TERBITHARIAN.COM – Di tengah gemerlapnya dunia animasi yang didominasi oleh fantasi dan petualangan, ada sebuah film yang berdiri sendiri sebagai pengingat akan realitas kelam perang. “Grave of the Fireflies” (火垂るの墓, Hotaru no Haka), sebuah film animasi Jepang tahun 1988 garapan sutradara Isao Takahata dari Studio Ghibli, bukan sekadar film anak-anak. Ia adalah sebuah mahakarya sinematik yang mengguncang emosi dan meninggalkan kesan mendalam bagi siapa pun yang menyaksikannya.
Film ini diadaptasi dari cerita pendek semi-otobiografi karya Akiyuki Nosaka yang terbit pada tahun 1967. Nosaka menulis kisah ini sebagai bentuk permohonan maaf pribadi kepada adik perempuannya yang meninggal karena malnutrisi pasca-Perang Dunia II. Kisah ini berlatar belakang di kota Kobe, Jepang, pada bulan-bulan terakhir Perang Pasifik. Film ini mengikuti perjalanan dua bersaudara, Seita (14 tahun) dan adik perempuannya yang berusia empat tahun, Setsuko.
Setelah serangan bom Amerika yang memporak-porandakan kota dan menewaskan ibu mereka, Seita dan Setsuko menjadi yatim piatu. Mereka berjuang untuk bertahan hidup di tengah kelaparan, ketidakpedulian masyarakat, dan kehancuran moral yang dibawa oleh perang. Mereka mencoba tinggal bersama bibi mereka, namun perlakuan bibi yang semakin dingin dan egois memaksa mereka untuk pindah ke tempat penampungan bom yang ditinggalkan.

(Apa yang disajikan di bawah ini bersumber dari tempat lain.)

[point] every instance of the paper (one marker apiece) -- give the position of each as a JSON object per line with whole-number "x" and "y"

Di tempat itulah, di tengah kegelapan dan keputusasaan, mereka menemukan kebahagiaan sesaat. Mereka menangkap kunang-kunang untuk menerangi malam. Adegan ikonik ini memberikan metafora yang pedih: kunang-kunang yang hidup hanya sebentar, sama seperti nyawa kedua anak itu. Setsuko yang bertanya mengapa kunang-kunang harus mati begitu cepat, seolah-olah menyuarakan pertanyaan penonton tentang takdir mereka.
“Grave of the Fireflies” dikenal sebagai salah satu film paling sedih dan “anti-perang” sepanjang masa. Namun, sutradara Takahata sendiri menolak label “anti-perang” secara eksplisit. Ia lebih memandang film ini sebagai sebuah “potret memori perang” dan kritik terhadap masyarakat Jepang yang, menurutnya, telah menjadi egois dan kurang berempati. Film ini tidak menyalahkan siapa pun, baik Amerika yang menjatuhkan bom maupun pemerintah Jepang yang memulai perang, melainkan menyoroti tragedi universal yang menimpa warga sipil, terutama anak-anak, yang tak bersalah.
Hingga hari ini, “Grave of the Fireflies” tetap menjadi film yang relevan dan sering diputar di Jepang, terutama di sekolah-sekolah, sebagai pengingat akan kengerian perang.
Film ini membuktikan bahwa animasi bukan hanya media untuk hiburan, tetapi juga dapat menjadi medium yang kuat untuk menyampaikan pesan kemanusiaan yang mendalam dan memilukan. Kisah Seita dan Setsuko adalah pengingat abadi bahwa di balik setiap konflik besar, ada cerita-cerita kecil tentang kehilangan dan ketidakberdayaan yang tak boleh dilupakan.